The 80th JSAP Autumn Meeting 2019

Presentation information

Poster presentation

12 Organic Molecules and Bioelectronics » 12.4 Organic light-emitting devices and organic transistors

[19p-PB8-1~32] 12.4 Organic light-emitting devices and organic transistors

Thu. Sep 19, 2019 4:00 PM - 6:00 PM PB8 (PB)

4:00 PM - 6:00 PM

[19p-PB8-8] Suppression of Structural Change in Excited States and Thermally Activated Delayed Fluorescence in carbazole-benzonitrile derivatives

Masaki Saigo1, Umemoto Masakazu1, Miyata Kiyoshi1, Nakanotani Hajime2,3,4, Adachi Chihaya2,3,4, Onda Ken1 (1.Kyushu Univ., 2.OPERA, 3.JST-ERATO, 4.WPI-I2CNER)

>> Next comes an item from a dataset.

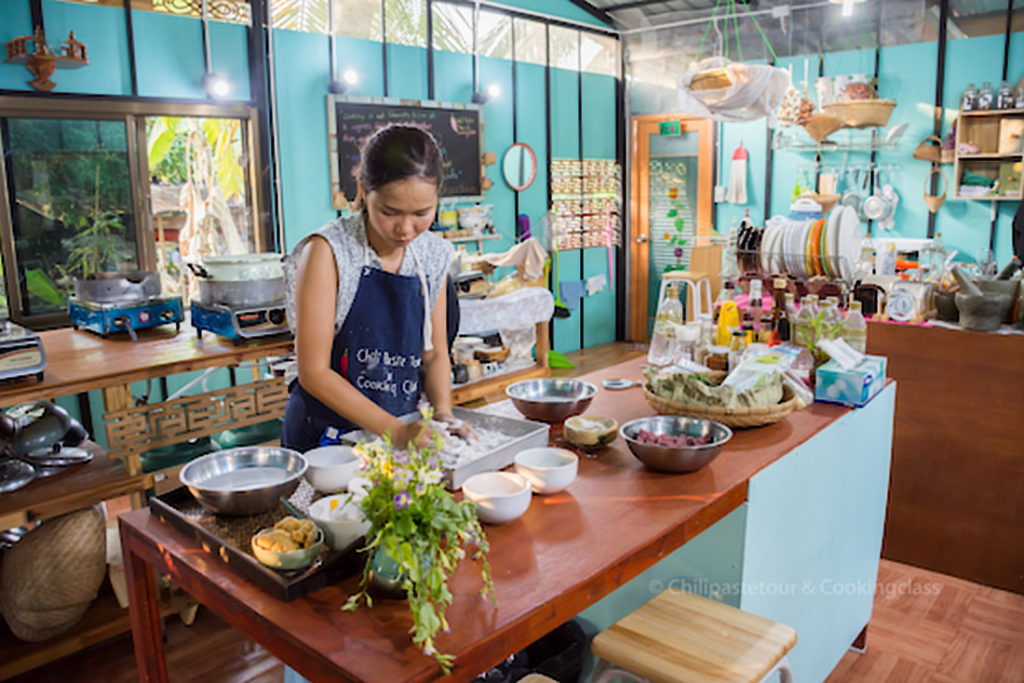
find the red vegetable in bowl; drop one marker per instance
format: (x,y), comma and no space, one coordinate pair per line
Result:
(646,436)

Keywords:Time-resolved infrared vibrational spectroscopy, Thermally Activated Delayed Fluorescence, Ultrafast spectroscopy

Thermally activated delayed fluorescence (TADF) molecules are gathering attention for their potential to boost the efficiency of organic light-emitting diodes without precious metals. Minimizing the energy difference between the S1 and T1 states (ΔEST) is a fundamental strategy to accelerate reverse intersystem crossing (RISC). However, the lack of microscopic understanding of the process prevents adequate design strategies for efficient TADF materials. Here, we focused on carbazole-benzonitrile (Cz-BN) derivatives that possess identical ΔEST but distinct TADF activities. We systematically compared their geometrical dynamics upon photoexcitation using time-resolved infrared (TR-IR) vibrational spectroscopy in conjunction with quantum chemical calculations. We found that the most TADF-active molecule shows little structural change after photoexcitation, while the TADF-inactive molecules show relatively large deformation upon S1−T1 conversion. This implies that the suppression of structural deformation is critical for minimizing the activation energy barrier for RISC in cases of the Cz-BN derivatives.